11) My husband and I once almost got deported on a ship that sailed from France to England because we were young, badly dressed and broke. The customs official (clearly a rage-aholic) started ranting about how his country spent millions to send American paupers home to their own country. I reminded him of how we bailed them out of World War II and wasn’t he lucky he didn’t have to speak German? This did not go over well; ingrates rarely appreciate the points you are trying to make.
12) You can cry about Alzheimer’s or you can laugh, but the truth is, you will probably intermingle the two. When my father was in the earlier stages of the illness, he was talking to my sister by phone from the facility where he lived. She asked about the dog they had at the home.
“We don’t have a dog,” he said.
“Yes, you do. I saw it,” she said.
“No, we don’t,” he insisted.
She could hear a noise in the background. “What’s that?” she asked.
“Oh, that’s the dog,” he said.
13) On Valentine’s Day 2007, I was by myself in a hotel room in Houston. I thought it wouldn’t be a big deal. However, I ate seven candy bars that evening.
(Copyright 2009 by Ruth Pennebaker)
Ruth, as a fellow FBer and completer of 25 things, you, as usual, put everyone’s lists to shame and make me feel rather embarrassed about my boring and not nearly as well thought out list. Funny and poignant post as always.
Thanks, Paula. I’m now working on the second half of my 25. For some reason, I love doing this stuff. When are we having lunch? Email me.
If you liked Comet Hale-Bopp, you’ll love this photo by photographer Cary Anderson. Its a picture of the comet with the aurora borealis taken in Alaska. (The image was published in a National Geographic book.) Anyway, you’ll see what I mean. Just go to Eagle Eye Pictures at http://www.eagleeyepictures.net and click on the Aurora link.
I, too, loved Hale Bopp and wrote an essay about my aging mother, practicing an Easter cantata in the little Methodist church, hearing the peepers call on an early spring evening ,and watching Hale Bopp move ever so slowly in the sky.
You’ve got a great half list, Ruth.
Ruth, re your #7 and Gone With The Wind” …. reminds me when I was a teenager my very wonderful but very straight-laced father instructed me to not read that book …. I guess he thought it was a tad too risque for his delicate daughter. I’m now 72 years old, still haven’t read it (oh, but have seen the movie – several times).

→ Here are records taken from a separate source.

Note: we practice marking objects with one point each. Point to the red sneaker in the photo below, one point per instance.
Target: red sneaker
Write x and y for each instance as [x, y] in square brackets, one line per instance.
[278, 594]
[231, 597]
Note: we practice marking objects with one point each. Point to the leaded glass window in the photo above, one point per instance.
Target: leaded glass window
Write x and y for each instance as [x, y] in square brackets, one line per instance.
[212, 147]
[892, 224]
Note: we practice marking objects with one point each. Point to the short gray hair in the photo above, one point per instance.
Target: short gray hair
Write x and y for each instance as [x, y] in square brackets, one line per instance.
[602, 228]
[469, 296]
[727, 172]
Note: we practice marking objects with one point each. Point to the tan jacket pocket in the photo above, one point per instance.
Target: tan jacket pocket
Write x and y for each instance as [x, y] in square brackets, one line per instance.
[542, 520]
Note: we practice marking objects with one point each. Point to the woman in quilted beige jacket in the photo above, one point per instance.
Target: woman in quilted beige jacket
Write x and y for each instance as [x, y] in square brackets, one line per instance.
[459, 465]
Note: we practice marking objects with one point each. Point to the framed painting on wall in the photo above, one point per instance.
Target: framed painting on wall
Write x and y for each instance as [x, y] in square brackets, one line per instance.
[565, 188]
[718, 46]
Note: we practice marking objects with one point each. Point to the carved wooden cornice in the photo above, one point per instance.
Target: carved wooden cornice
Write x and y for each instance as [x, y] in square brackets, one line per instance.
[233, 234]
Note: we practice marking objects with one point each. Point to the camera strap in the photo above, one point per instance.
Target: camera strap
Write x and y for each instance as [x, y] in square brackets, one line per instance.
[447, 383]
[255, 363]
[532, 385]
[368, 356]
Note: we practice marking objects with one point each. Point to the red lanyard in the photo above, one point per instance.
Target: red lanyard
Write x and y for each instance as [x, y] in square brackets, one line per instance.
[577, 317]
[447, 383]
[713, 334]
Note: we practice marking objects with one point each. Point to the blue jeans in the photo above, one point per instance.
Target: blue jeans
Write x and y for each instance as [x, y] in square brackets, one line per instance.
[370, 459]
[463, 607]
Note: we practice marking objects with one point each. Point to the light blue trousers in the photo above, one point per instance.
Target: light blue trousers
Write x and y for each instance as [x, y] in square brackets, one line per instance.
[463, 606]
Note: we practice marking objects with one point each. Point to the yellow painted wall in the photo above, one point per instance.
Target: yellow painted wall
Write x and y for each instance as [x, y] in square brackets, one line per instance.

How funny! Most parents today would be thrilled if their kids were reading something only as risque as GWTW.
It interests me that, though we are about the same age, you consider yourself to have come of age in the 70s. I consider myself to have come of age in the 60s. It may be a Mars-Venus thing; most men, I think, consider themselves to have come of age in the high school teen years. Maybe women consider themselves to have come of age in the college years. There may also be a difference in what the sexes in our culture and age group mean when they consider the notion of “coming of age.” For men of our generation, and perhaps that greatest generation before us, being 18 meant you were draft-eligible. In 1969, that was everything; we came of age while we waited for the selective service lottery number.
I’ll have to ponder this coming of age thing some more….
#10 grabs me and shakes me. I’m a sucker for Bonnie and Clyde stories that include hymnals and kids.
For some odd reason, I also want to go to Albania now.
Great list, Ruth. As always, I enjoyed reading your post very much.